L’avvocatessa decise di non impelagarsi in una discussione del genere, pur dubitando che le presunte facoltà di Matthew nel riconoscere le tendenze sessuali altrui fossero maggiori di quelle di qualunque altra persona. Anche il suo ex marito, per esempio, era posseduto da simili preconcetti campati in aria, e che di solito crollavano miseramente alla prova dei fatti. Meglio cambiare argomento. «Non essendoci né segni di violenza sessuale né tracce di atti osceni, potremmo forse escludere il delitto passionale.»
«Magnifico, abbiamo già escluso un movente», rispose Matthew sorridendole ironicamente. «Ora siamo a cavallo.»
Thora non si scompose. «E tu, che idea ti sei fatto?»
Matthew la guardò silenzioso per un istante prima di risponderle. «È probabile, secondo me, che c’entri qualcosa il denaro scomparso, anche se non riesco a togliermi dalla mente quelle ricerche sulla magia. La faccenda degli occhi e la runa magica incisa sul corpo non fanno che corroborare tale teoria. Comunque mi sembra assurdo commettere un delitto per dei riti magici o per una storia vecchia di secoli.»

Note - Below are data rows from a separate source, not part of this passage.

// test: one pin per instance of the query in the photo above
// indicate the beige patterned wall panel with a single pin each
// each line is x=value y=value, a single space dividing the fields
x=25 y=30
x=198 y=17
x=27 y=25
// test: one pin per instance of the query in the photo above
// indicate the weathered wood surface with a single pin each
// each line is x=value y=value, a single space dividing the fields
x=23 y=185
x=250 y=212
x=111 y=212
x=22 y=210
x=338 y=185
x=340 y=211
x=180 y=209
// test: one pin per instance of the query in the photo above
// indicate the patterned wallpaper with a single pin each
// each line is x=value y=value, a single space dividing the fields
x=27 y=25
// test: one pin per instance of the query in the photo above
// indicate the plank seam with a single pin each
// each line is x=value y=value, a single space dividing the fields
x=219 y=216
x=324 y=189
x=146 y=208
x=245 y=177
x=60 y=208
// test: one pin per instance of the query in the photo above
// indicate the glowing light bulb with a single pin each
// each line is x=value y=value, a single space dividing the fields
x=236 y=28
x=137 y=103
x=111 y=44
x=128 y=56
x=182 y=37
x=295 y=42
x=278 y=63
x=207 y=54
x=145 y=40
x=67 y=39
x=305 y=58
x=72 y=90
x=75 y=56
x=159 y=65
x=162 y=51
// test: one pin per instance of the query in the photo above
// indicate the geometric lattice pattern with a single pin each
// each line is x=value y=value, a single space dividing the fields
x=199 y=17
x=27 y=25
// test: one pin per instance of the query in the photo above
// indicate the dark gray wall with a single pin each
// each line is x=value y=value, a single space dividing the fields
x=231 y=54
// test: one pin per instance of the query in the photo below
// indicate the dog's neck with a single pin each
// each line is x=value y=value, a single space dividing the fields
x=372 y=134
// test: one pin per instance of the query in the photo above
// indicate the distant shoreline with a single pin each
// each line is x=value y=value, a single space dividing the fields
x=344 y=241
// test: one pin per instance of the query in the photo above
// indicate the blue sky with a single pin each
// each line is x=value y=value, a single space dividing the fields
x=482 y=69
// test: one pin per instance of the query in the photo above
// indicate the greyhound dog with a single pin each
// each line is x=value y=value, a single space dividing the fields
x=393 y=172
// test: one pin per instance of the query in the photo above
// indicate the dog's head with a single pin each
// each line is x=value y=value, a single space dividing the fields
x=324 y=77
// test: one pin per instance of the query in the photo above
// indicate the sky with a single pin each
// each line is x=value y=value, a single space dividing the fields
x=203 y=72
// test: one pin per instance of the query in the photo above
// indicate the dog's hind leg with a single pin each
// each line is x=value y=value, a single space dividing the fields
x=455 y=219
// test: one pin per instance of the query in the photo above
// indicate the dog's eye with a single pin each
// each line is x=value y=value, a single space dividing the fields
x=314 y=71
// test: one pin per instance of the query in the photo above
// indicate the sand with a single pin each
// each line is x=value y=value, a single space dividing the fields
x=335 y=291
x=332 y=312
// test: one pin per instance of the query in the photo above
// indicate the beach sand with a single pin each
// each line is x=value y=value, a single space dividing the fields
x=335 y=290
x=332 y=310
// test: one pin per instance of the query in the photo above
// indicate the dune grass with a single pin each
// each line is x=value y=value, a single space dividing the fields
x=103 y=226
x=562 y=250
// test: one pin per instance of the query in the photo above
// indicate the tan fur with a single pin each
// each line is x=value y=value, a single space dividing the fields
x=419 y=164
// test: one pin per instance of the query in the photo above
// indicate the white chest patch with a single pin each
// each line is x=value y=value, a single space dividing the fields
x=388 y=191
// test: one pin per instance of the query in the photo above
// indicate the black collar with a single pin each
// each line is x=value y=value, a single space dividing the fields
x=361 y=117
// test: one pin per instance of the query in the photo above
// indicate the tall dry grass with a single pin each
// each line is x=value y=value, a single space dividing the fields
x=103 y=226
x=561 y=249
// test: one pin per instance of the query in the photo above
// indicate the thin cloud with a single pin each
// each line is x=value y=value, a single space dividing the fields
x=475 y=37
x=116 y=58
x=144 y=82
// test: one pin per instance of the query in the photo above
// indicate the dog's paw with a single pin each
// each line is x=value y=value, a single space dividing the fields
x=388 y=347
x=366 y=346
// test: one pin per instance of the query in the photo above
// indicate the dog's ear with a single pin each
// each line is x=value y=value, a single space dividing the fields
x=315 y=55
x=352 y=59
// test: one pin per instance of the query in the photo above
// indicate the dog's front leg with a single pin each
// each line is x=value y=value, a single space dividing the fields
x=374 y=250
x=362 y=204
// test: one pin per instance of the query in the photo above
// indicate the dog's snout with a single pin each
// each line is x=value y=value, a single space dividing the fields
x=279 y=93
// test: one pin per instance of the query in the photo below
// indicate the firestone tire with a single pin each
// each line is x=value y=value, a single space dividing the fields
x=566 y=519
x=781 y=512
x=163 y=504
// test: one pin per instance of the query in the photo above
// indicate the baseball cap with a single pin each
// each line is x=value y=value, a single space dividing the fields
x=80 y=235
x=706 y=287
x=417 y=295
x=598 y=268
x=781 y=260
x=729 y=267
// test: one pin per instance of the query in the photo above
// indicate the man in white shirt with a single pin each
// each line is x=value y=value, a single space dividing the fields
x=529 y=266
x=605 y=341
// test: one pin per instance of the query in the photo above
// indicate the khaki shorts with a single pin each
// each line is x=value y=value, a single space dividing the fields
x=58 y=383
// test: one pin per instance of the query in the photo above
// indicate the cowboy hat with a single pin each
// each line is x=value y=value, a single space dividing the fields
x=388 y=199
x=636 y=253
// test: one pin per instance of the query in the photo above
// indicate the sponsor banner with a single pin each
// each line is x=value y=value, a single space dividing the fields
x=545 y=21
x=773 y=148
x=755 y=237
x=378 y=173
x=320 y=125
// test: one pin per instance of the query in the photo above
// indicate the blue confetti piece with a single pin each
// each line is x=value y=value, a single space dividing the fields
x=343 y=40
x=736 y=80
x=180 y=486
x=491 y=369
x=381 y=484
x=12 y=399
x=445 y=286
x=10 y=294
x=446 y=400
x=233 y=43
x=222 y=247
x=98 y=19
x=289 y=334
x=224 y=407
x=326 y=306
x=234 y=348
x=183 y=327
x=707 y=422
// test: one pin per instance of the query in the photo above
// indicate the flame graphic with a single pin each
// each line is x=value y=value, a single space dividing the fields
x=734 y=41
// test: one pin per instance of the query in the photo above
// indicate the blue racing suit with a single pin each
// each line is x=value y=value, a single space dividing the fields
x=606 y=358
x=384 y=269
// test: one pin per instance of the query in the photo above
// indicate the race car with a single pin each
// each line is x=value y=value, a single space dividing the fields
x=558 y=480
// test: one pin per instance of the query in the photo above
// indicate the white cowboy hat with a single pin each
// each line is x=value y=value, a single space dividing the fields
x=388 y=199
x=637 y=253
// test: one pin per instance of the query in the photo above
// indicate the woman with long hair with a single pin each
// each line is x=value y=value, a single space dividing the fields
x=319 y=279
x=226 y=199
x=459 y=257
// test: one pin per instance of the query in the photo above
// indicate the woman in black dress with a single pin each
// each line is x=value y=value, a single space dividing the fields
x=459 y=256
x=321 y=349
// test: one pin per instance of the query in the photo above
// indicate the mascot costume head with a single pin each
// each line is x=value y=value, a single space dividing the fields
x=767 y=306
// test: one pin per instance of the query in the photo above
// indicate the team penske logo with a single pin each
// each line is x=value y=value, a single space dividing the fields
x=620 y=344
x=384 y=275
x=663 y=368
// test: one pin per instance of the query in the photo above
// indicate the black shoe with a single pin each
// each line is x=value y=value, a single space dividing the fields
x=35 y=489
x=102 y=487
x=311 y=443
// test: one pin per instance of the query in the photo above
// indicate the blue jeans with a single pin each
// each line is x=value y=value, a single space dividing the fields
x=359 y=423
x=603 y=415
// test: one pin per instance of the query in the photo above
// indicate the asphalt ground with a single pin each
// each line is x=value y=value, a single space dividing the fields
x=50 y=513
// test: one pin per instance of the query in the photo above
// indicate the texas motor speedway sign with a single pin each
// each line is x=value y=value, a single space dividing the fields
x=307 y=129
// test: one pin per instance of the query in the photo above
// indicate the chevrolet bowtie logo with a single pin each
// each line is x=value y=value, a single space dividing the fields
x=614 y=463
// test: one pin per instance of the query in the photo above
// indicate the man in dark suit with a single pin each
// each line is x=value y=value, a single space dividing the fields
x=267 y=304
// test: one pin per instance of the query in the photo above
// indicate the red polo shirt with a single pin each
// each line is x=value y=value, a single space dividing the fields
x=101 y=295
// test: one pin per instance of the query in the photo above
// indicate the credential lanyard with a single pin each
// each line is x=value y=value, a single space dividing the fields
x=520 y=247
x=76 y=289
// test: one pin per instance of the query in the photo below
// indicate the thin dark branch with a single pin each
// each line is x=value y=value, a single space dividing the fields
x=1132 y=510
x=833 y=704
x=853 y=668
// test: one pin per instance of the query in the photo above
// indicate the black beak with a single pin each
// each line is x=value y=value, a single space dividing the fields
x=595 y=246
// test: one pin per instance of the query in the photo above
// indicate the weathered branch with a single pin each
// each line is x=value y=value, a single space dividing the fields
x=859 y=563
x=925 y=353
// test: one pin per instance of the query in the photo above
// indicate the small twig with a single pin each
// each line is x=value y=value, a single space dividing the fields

«Già, l’intera questione suona male. E se si esclude il trattamento riservato al cadavere, la polizia non ha trovato nient’altro che si ricolleghi alle pratiche magiche. Gli investigatori non possono aver tralasciato la pista delle arti occulte», disse Thora, affrettandosi poi ad aggiungere: «E non dirmi che i poliziotti sono tutti degli stupidi. Sarebbe una semplificazione troppo comoda».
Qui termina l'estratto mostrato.